The Corporate Affairs Ministry (MCA) has amended its acceptance of deposits rules so as to bring in transparency and enhance the role and responsibilities of statutory auditors .

The MCA’s move will widen the responsibility of deposit rules compliance from directors to include statutory auditors, said company law experts.

The Amendment to the Companies (Acceptance of Deposits) Rules, 2022 — which came into effect on August 29 — will bring greater transparency on acceptance and receipt of amounts by companies as deposits and also amounts received by companies, but not treated as deposits, they added.

Manish Gupta, Partner, IndusLaw, said: “Now, auditors will be in the front seat, where they would also need to confirm compliance with MCA guidelines. Earlier, only companies and directors had to confirm such compliance to the MCA; now, auditors also have to confirm compliance of the deposit rules to the MCA. This is applicable to all companies, whether private or public”

Annual return of deposits

Sharad Abhyankar, Partner, Khaitan & Co, said now private companies will also be required to file Annual Return of Deposits.  Prior to the amendment, private companies were required to make a disclosure in the annual financial statements about the moneys received from directors or relatives of directors.

MCA has amended Form DPT-3, which requires detailed classification of amounts from different types of lenders and depositors, as well as the opening and closing balanceof deposits during the previous financial year. The amendment of the rules enhances the responsibility of the statutory auditors.  

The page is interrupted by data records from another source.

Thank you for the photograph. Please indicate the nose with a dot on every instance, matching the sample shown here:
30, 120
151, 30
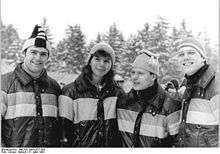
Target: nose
38, 56
101, 63
134, 76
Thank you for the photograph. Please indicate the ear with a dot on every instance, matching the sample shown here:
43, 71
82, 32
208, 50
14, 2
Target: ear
154, 76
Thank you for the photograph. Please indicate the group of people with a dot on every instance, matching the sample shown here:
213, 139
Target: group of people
94, 111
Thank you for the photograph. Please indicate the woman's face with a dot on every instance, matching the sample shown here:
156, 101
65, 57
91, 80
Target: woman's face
190, 60
100, 66
141, 78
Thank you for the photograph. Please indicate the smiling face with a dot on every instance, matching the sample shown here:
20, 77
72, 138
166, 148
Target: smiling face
35, 59
100, 66
190, 60
141, 78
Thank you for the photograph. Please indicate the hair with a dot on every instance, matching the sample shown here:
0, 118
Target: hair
88, 70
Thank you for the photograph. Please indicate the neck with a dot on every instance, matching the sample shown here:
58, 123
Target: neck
95, 80
31, 73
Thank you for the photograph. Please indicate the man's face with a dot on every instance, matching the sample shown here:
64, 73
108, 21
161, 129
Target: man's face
100, 66
190, 60
35, 58
141, 78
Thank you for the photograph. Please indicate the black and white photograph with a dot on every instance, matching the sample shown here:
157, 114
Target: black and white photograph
134, 76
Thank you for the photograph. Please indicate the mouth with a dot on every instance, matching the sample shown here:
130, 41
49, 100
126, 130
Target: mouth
37, 63
136, 83
100, 69
188, 63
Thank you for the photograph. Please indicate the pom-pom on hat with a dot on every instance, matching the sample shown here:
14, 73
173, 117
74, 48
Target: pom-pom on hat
147, 61
191, 42
38, 38
103, 46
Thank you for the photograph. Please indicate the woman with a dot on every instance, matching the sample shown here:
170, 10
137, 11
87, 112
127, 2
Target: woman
87, 107
150, 117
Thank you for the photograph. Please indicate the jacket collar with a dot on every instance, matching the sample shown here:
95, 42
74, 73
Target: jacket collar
154, 100
206, 78
25, 78
202, 77
84, 84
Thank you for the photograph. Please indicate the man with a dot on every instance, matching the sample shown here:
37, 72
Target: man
200, 106
150, 117
29, 98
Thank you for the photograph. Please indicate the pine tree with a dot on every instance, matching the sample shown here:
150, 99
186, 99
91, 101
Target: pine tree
8, 35
116, 41
47, 30
132, 46
72, 51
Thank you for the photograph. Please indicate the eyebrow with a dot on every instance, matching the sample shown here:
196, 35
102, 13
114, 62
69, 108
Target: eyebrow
39, 51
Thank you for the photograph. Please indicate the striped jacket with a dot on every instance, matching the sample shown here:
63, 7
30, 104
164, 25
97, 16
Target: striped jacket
149, 118
29, 110
89, 114
200, 110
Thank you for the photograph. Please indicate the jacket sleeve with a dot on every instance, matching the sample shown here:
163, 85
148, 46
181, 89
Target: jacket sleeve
66, 117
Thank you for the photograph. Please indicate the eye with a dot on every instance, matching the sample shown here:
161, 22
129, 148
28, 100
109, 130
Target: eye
107, 61
191, 53
181, 55
132, 72
43, 54
96, 58
33, 52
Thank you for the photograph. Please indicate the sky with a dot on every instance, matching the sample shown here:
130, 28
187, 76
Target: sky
97, 15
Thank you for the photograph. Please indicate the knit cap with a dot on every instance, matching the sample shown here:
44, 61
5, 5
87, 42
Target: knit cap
106, 47
192, 42
38, 38
147, 61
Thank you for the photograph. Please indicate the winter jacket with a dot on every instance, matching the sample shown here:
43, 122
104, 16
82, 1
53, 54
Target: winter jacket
149, 118
88, 114
200, 110
29, 110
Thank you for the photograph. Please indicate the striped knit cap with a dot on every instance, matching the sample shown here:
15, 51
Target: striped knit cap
38, 38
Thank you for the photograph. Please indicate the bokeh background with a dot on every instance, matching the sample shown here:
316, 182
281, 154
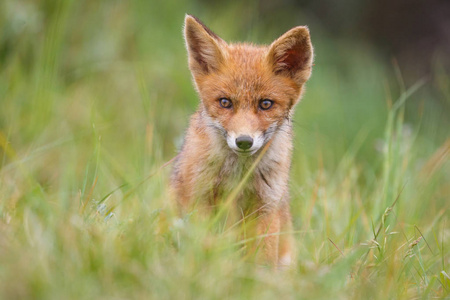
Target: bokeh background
95, 97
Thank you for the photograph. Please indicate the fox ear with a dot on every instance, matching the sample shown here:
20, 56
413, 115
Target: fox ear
292, 54
203, 47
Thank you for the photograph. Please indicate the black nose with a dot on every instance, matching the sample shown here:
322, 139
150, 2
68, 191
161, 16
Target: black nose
244, 142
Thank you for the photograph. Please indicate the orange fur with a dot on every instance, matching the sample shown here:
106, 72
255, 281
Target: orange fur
213, 159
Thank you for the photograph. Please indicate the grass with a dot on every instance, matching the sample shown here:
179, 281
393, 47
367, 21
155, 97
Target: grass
94, 98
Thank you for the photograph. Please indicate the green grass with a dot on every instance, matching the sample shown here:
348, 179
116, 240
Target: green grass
94, 99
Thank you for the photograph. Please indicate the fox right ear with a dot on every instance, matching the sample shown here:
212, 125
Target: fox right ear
203, 47
292, 54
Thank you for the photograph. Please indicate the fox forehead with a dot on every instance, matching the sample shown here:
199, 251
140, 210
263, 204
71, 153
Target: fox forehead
245, 75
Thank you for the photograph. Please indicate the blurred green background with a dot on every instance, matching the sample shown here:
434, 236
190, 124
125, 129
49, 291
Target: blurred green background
95, 97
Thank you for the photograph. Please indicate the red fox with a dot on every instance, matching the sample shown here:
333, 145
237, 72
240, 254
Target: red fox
247, 95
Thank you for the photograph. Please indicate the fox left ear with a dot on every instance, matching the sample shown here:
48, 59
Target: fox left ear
292, 54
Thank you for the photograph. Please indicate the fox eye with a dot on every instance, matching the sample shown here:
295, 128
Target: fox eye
265, 104
225, 103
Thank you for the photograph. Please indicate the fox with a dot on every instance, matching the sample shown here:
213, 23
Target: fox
243, 124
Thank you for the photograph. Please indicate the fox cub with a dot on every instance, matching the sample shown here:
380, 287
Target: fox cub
243, 125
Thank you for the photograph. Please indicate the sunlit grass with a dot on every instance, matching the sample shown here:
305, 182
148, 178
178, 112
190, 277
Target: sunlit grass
91, 113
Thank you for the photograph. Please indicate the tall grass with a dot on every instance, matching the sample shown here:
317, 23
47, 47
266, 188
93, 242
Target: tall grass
94, 98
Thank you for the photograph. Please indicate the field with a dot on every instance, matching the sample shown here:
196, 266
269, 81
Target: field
94, 99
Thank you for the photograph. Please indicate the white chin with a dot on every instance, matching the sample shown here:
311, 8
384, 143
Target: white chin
244, 153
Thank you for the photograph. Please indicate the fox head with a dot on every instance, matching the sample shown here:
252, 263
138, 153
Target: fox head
248, 92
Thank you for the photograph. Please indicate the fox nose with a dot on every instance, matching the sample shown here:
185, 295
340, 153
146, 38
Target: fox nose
244, 142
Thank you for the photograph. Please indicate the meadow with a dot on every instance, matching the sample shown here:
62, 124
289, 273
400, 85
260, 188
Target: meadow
94, 100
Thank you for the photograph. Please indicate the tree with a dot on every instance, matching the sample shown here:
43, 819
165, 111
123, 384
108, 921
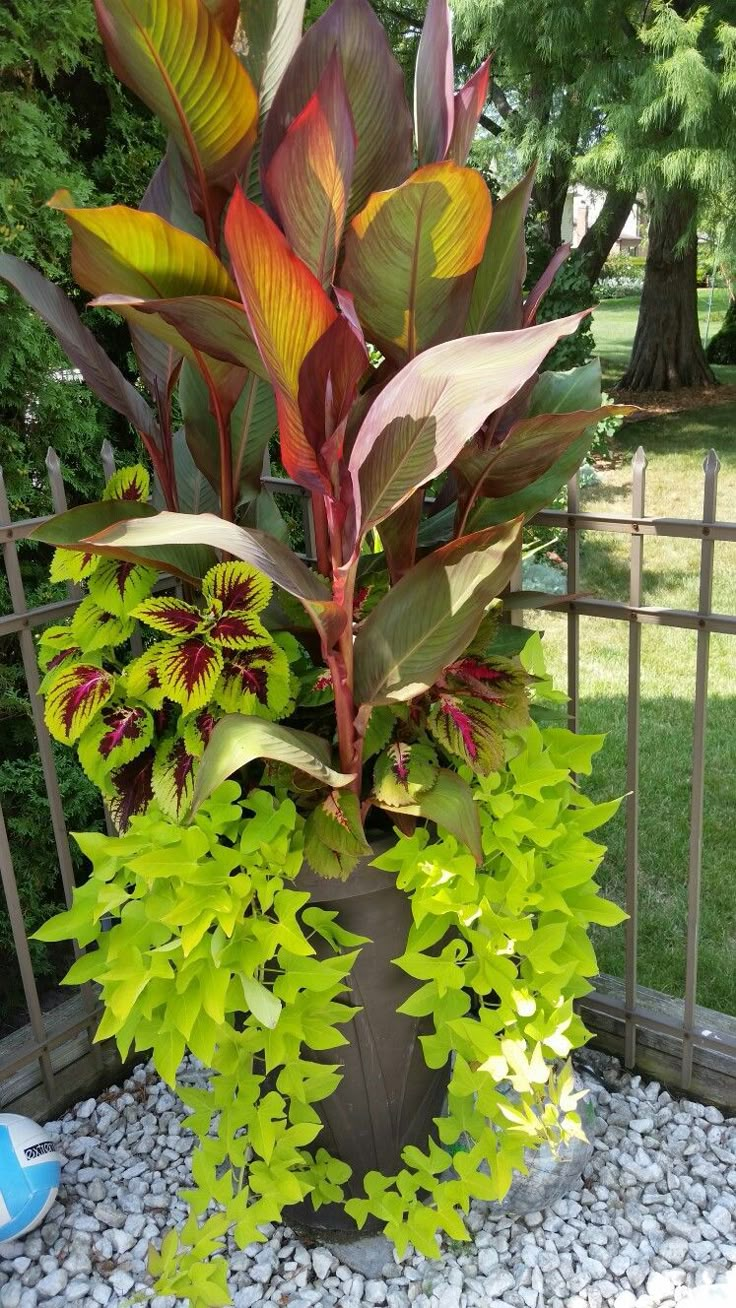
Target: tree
675, 135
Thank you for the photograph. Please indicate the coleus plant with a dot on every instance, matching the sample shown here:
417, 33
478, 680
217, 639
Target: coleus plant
310, 272
318, 275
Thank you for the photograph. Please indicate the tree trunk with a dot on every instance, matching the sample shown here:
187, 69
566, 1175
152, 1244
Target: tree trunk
598, 241
668, 351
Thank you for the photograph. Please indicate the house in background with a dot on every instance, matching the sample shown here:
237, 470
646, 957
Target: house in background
582, 208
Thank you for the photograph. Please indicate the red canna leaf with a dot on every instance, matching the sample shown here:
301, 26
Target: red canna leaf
434, 81
468, 107
309, 177
375, 90
288, 311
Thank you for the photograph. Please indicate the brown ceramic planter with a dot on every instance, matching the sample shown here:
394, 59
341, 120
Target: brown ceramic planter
388, 1096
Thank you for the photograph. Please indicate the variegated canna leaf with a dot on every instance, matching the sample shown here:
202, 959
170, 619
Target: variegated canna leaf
132, 788
174, 777
411, 257
119, 733
73, 699
255, 682
118, 586
96, 629
177, 56
131, 483
404, 772
188, 671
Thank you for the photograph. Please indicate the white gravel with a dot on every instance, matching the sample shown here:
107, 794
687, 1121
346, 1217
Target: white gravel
651, 1226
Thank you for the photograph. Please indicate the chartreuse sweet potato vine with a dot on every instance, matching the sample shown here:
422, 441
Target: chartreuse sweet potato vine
213, 952
317, 272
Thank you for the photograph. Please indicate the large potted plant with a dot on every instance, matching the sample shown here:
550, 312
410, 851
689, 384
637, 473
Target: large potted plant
351, 874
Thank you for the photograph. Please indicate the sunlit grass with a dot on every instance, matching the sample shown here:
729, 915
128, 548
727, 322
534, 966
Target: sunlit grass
676, 446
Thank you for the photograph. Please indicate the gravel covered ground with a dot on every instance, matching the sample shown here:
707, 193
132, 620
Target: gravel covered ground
652, 1223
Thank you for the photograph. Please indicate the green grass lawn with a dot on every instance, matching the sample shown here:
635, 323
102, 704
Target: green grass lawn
676, 446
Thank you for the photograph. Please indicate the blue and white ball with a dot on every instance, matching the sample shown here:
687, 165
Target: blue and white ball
29, 1175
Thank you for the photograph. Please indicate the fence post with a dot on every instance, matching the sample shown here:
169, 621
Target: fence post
633, 723
711, 467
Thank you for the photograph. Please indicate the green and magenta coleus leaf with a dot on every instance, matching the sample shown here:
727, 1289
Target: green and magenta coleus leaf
375, 92
131, 788
309, 178
468, 729
255, 682
55, 646
188, 671
75, 697
288, 311
404, 772
96, 629
434, 85
117, 586
115, 735
411, 257
173, 777
141, 678
334, 836
177, 58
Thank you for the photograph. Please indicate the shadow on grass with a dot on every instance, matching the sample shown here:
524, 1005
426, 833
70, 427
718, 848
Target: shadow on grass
664, 833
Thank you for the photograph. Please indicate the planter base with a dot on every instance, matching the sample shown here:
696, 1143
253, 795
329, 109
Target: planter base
388, 1096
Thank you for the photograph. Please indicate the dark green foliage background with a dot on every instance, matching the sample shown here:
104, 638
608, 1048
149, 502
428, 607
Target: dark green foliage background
64, 122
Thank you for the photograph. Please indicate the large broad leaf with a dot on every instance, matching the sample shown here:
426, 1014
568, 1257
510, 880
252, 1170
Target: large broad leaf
468, 107
426, 413
238, 740
127, 255
432, 615
554, 393
309, 177
434, 85
177, 58
269, 556
450, 805
375, 89
411, 258
288, 311
272, 30
79, 344
190, 560
496, 302
200, 325
530, 449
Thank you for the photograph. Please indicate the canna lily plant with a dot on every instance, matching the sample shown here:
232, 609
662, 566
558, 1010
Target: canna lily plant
315, 275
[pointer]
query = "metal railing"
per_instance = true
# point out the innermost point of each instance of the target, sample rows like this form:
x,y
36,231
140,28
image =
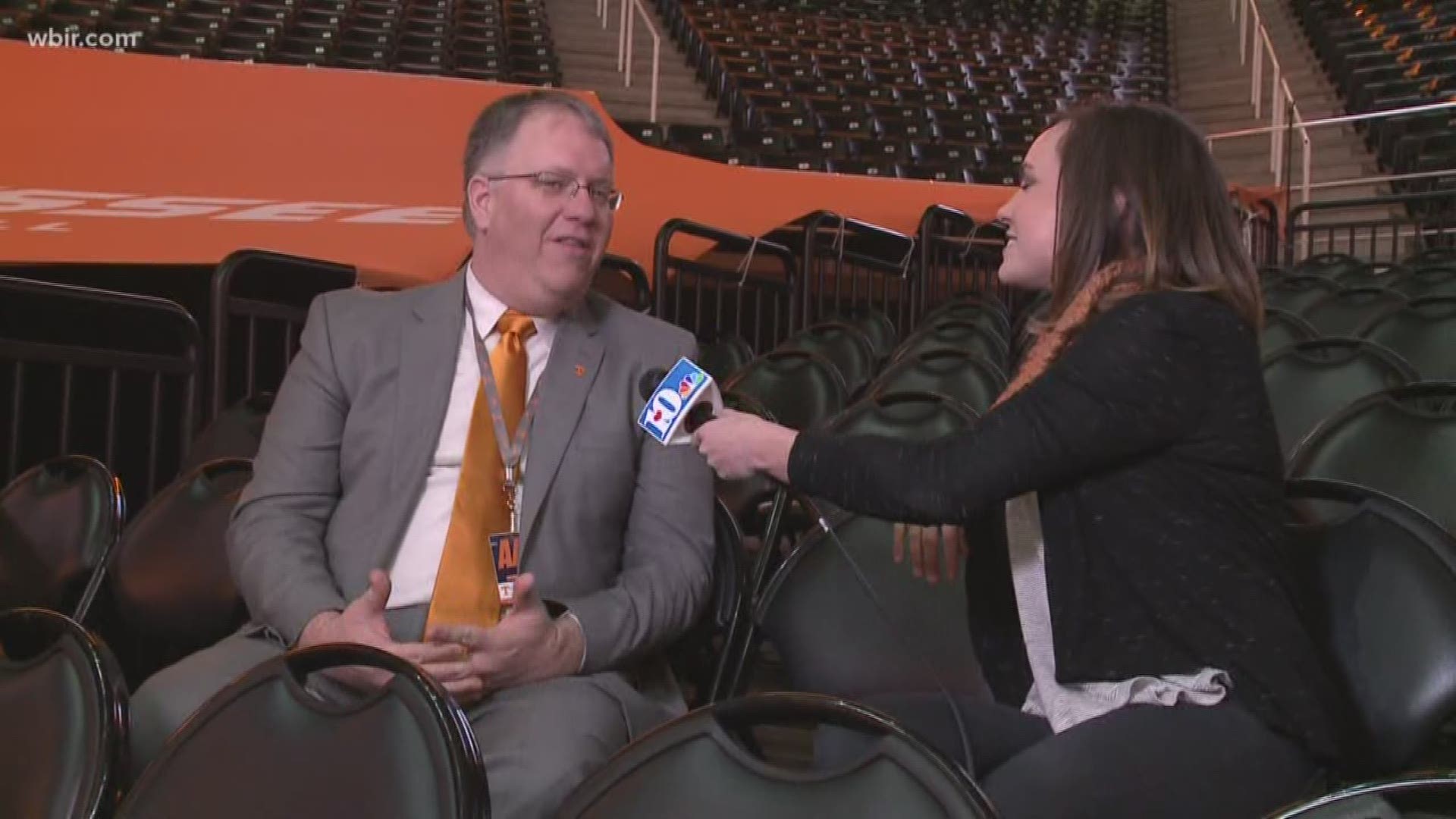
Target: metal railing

“Previously, statutory auditors were required to audit the information contained in Form DPT-3 (Annual Return).  Post the amendment, the statutory auditors are required to make a declaration within Form DPT-3 that the ‘particulars of deposits’ and ‘particulars of liquid assets’ are correct and are in line with the relevant provisions of the Companies Act, 2013.  Any false statement by the company as well as the statutory auditors could be treated as a fraud punishable under Section 448 of the Companies Act, 2013,” Abhyankar said.

Bambi Bhalla, Emissary Counsel - Cornellia Chambers, said the amendment to the seposits acceptance rules would require companies to provide detailed disclosures with respect to exempted deposits in the revised forms. 

Such disclosures should contain information pertaining to opening balance, additional loans during the year, repayments during the year, any other adjustment, closing balance and ageing of the loan outstanding for less than a year or 1 to 3 years or more than 3 years, Bhalla said.

“Companies are also required to furnish information pertaining to liquid assets. Further, statutory auditors are required to submit a declaration with respect to the exempted deposits and liquid assets. This move will help ensure greater transparency in reporting obligations,” Bhalla added.